Using a toilet with a bidet is the most frightening thing I’ve ever experienced. The entire time I’m laying bricks I’m worried that there’s going to be some malfunction ending in a turd crumb trail left by me running out of the bathroom. I thought about using it, I even tricked the sensor into thinking someone was on the toilet to turn on the dryer and yes, even spray a pulsating stream of toilet water three feet out of the toilet, but I chickened out.
But who cares about my butt, what about some scenery pictures? I have three, yes, three. I’ll try to remember to take more on future trips now that I’m actually going to be updating this site, but for now, stop complaining… it’s not like you give a shit about my pictures anyways, jerk.

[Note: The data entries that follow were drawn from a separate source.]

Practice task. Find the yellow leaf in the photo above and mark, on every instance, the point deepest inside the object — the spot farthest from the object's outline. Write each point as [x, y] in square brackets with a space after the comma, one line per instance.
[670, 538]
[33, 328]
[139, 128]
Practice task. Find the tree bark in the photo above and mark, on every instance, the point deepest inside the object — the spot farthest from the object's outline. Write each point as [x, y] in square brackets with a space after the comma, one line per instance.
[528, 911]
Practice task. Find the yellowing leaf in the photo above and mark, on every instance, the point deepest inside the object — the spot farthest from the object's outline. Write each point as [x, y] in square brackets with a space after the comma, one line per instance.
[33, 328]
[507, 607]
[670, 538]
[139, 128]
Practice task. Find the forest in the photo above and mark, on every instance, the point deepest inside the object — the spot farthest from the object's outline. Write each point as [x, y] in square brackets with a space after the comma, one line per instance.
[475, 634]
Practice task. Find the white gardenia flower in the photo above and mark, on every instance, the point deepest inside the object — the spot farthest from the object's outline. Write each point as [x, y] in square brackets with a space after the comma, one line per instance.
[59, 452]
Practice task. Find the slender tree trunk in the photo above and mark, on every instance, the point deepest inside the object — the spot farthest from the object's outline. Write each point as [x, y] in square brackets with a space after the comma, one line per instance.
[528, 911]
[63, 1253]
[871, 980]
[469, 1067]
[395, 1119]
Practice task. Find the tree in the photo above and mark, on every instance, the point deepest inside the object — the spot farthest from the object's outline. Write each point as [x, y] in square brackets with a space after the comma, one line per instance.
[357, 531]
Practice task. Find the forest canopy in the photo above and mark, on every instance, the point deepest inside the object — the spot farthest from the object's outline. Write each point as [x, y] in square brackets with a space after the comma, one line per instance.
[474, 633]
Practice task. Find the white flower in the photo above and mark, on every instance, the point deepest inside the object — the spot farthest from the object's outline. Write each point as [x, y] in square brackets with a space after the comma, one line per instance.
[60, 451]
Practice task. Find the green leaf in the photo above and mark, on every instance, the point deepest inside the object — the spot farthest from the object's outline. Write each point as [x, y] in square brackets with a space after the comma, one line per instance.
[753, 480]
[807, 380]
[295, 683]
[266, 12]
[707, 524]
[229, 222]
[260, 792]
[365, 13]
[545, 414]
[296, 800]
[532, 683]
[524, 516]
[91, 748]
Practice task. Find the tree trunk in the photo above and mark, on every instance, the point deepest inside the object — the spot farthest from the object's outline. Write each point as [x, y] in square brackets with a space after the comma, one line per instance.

A little sidenote, I don’t know if it was because I was farting really hard in my sleep or what, but my bed kept shaking last night here in San Diego.
Chris Johnson
Not Sent From My iPad, But I Have Two (Suck It)




Hey Chris…still LMAO…so under that quiet exterior, you are funny as hell! I want to stay at the same hotel that you did in CA! I had a bedet in DC, but the damn thing didn’t work..in the Presidential Suite…go figure! I was going to do exactly what you did and stand to the side and watch it work. hahahaha….Safe travels!